Habe es selber für den Einsatzzweck noch nicht benutzt, aber für Externe Datenträger.

Auszug Chip:



Die automatische Synchronisation kann entweder zu festgesetzten Zeiten starten, wenn sich Dateien geändert haben oder die gewünschten externen Datenträger angeschlossen werden. Wahlweise kann auch erst die Vorschau gezeigt werden. 
Neben der Synchronisation erstellt PureSync (ehemals 
FireSync
) automatisch Backups von ausgewählten Dateien und Ordnern. Der Zielordner kann auf dem eigenen Rechner liegen, aber genauso auf einer externen Festplatte oder einem USB-Stick. Als Startsignal gelten die gleichen Optionen wie für die Synchronisation.


----------



## HisN (20. Februar 2018)

Allwaysync

Nutze ich seit vielen Jahren um Backups *von* meinem NAS zu machen, weil es neben der Zeitlichen Planung, die Du möchtest, z.b. auch erkennt wenn ein Wechseldatenträger eingesteckt wird.
Ich stopfe also eine 8TB-Platte in ein Quickport, und sobald das System den Laufwerksbuchstaben vergibt erkennt das Programm diese Aktion und startet die Synchronisation.

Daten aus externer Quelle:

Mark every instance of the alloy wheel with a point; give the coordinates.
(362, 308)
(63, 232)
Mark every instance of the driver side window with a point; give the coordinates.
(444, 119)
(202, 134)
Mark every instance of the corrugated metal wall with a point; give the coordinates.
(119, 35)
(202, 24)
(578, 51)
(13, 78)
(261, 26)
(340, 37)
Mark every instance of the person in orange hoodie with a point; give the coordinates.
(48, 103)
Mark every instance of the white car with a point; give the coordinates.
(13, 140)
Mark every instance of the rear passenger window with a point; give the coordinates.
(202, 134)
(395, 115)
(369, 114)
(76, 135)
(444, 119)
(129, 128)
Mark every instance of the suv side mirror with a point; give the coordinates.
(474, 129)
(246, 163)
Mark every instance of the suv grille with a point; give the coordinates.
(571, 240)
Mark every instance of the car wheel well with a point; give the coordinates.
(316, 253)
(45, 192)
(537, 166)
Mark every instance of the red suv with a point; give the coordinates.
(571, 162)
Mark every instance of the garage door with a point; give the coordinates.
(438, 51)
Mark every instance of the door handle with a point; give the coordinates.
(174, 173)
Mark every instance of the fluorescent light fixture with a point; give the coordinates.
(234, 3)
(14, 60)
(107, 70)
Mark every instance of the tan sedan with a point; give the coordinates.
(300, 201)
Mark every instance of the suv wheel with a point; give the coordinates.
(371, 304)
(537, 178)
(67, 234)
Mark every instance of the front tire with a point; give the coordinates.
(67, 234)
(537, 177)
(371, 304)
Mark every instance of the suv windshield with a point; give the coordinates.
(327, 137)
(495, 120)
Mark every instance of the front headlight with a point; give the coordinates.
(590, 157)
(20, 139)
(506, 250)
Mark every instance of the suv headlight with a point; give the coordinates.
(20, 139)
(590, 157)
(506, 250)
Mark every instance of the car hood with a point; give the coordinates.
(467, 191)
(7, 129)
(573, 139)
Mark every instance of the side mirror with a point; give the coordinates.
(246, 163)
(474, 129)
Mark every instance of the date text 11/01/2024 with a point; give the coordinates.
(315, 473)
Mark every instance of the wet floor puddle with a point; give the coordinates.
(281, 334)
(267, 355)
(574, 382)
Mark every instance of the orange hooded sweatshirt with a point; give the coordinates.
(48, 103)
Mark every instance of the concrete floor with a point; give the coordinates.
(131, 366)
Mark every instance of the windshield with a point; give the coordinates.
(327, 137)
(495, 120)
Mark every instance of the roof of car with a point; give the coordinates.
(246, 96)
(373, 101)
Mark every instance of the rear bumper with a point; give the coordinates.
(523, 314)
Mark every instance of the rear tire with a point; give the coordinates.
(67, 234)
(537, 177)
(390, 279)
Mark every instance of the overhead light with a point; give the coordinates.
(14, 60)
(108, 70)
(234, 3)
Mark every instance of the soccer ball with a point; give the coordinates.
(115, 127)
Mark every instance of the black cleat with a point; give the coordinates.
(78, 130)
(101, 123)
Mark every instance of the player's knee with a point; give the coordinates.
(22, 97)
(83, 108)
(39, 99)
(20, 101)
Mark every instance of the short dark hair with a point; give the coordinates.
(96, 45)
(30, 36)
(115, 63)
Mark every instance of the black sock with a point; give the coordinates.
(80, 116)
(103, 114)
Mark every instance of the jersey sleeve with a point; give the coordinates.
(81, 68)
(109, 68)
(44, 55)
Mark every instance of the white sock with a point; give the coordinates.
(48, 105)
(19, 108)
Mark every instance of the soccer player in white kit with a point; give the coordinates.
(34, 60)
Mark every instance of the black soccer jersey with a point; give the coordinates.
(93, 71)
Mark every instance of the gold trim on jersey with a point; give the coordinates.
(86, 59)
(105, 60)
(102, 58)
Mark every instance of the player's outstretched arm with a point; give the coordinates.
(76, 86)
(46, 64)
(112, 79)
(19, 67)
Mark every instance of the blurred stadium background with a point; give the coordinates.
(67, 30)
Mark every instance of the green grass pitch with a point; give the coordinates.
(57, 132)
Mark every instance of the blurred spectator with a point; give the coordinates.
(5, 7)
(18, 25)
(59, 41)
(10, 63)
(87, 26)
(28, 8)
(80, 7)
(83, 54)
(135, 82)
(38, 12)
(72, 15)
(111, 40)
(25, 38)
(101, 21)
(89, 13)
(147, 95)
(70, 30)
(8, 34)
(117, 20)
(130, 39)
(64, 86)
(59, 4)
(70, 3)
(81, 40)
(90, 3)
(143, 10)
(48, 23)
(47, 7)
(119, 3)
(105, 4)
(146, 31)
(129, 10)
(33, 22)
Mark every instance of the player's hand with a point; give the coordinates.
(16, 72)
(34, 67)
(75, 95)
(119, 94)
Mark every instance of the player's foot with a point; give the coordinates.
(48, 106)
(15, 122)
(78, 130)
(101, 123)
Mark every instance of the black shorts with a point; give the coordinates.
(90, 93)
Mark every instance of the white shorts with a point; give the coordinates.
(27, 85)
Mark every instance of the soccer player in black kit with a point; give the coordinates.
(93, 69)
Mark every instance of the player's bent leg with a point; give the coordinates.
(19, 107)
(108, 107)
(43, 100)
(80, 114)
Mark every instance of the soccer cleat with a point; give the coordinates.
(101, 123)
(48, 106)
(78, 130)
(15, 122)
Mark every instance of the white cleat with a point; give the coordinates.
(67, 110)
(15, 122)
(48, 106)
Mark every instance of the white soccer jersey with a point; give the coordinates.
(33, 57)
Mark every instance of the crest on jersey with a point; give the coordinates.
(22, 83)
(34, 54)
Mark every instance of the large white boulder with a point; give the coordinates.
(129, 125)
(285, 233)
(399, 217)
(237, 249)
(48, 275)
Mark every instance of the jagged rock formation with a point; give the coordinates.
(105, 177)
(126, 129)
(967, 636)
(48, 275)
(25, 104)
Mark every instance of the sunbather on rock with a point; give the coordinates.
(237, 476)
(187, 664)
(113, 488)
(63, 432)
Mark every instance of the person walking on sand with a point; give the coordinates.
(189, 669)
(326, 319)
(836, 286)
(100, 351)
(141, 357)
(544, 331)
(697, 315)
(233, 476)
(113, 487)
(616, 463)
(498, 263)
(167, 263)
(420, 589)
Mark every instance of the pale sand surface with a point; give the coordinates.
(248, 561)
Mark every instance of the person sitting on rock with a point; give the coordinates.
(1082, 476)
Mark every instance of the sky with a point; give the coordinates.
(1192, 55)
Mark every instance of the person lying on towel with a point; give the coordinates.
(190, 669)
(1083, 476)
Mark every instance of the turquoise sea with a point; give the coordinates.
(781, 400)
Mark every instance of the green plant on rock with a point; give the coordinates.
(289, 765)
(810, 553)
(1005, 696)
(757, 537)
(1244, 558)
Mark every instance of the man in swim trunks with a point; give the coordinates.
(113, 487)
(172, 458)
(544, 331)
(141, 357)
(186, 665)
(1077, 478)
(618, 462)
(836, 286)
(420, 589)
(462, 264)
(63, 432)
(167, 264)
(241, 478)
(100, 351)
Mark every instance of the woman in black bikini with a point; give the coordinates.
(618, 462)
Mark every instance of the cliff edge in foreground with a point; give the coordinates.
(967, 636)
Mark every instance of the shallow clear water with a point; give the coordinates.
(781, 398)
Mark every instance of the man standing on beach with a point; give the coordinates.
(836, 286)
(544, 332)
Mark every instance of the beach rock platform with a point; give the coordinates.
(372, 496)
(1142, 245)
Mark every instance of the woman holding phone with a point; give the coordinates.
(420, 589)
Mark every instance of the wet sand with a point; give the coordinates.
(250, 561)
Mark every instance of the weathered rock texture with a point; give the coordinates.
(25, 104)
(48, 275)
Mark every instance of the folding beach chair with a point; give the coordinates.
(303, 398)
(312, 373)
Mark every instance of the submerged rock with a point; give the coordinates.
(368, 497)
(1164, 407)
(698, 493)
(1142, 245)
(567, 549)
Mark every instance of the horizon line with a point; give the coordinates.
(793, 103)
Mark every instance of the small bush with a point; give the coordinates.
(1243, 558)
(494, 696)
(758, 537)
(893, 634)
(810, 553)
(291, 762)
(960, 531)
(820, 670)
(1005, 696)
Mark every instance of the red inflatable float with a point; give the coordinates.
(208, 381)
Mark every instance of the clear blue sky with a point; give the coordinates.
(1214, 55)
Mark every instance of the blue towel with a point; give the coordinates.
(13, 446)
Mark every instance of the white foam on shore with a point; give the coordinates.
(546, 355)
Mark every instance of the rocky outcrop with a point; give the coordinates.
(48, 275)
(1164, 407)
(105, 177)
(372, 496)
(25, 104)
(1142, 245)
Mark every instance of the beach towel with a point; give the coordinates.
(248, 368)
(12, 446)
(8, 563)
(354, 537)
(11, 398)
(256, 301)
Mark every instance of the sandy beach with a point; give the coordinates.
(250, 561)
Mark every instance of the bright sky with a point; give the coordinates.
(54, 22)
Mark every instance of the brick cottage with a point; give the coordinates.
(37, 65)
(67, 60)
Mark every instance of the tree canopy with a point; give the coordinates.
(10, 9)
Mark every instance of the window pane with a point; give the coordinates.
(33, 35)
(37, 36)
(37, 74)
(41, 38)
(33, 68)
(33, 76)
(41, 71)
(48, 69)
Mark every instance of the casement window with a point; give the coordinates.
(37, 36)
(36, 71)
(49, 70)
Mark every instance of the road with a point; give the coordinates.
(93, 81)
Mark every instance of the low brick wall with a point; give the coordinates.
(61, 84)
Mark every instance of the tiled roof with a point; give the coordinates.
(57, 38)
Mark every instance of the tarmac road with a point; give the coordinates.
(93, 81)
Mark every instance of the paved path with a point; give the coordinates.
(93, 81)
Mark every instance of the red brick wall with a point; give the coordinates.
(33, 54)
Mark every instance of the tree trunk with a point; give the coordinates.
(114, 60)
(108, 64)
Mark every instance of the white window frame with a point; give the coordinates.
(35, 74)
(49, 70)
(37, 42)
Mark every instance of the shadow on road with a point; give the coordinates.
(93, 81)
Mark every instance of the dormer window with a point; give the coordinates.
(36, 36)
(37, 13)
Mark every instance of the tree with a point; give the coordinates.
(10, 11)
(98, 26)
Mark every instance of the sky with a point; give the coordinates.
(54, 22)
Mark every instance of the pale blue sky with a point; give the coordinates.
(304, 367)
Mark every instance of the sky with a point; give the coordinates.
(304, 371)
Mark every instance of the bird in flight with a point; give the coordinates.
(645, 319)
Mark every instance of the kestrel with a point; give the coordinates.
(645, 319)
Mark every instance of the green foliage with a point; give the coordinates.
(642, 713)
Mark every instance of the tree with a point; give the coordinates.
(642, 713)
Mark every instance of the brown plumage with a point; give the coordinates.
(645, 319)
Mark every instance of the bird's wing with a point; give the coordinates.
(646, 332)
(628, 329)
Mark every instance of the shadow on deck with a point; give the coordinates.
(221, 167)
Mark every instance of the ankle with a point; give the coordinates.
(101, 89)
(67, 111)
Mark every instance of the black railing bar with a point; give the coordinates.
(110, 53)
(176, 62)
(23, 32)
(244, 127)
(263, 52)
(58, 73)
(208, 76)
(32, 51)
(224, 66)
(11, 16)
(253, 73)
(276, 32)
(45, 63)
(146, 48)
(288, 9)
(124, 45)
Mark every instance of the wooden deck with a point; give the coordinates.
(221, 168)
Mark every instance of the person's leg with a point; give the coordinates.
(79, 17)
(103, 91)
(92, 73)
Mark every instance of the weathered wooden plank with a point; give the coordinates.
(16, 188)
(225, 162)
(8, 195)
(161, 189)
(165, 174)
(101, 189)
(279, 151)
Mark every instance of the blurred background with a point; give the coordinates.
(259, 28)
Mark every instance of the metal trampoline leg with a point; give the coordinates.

Ist für "kleine" Dateimengen umsonst, und erst aber mehreren 100.000 Dateien die abgearbeitet werden erscheint ein NAG-Screen.

Was mich halt immer noch begeistert ist, dass diese Software jetzt seit gut 10 Jahren immer weiter entwickelt wird.


----------



## Abductee (20. Februar 2018)

Je nach NAS kann man auch dort einen Job anlegen das er von einem freigebenen Ordner den Inhalt kopieren soll.
Klappt zumindest bei Synology und QNAP.


----------



## PCGH_Daniel_W (20. Februar 2018)

Incredible Alk schrieb:


> Spontan fällt mir dazu "AllSync" ein. Ich kenne deren aktuelles Modell von wegen was kostenlos ist und was wie viel kostet nicht, die Funktion die du beschreibst sollte das Tool aber auf jeden Fall drauf haben.


Schaut gut aus, vielen Dank für den Tipp.



tobse2056 schrieb:


> Dafür braucht es gar kein tool, es geht schon mit der Eingabeaufforderung (cmd.exe) bzw einer einfacher Batch Datei  die man dann über die Aufgabenplanung starten lasen kann.
> 
> xcopy c:\testordner1 c:\testordner2 /D /E /Y /I
> 
> ...


Auch sehr interessant, werde ich evtl. mal testen, Tools könnten ja immer Adware/Sicherheitslücken enthalten, sind dafür aber komfortabler zum Bedienen 



Stockmann schrieb:


> PureSync - Download - CHIP
> 
> Das sollte das richtige Programm für deine Anforderungen sein.


Auch ein Top-Tipp, danke, werde ich mir auch anschauen


----------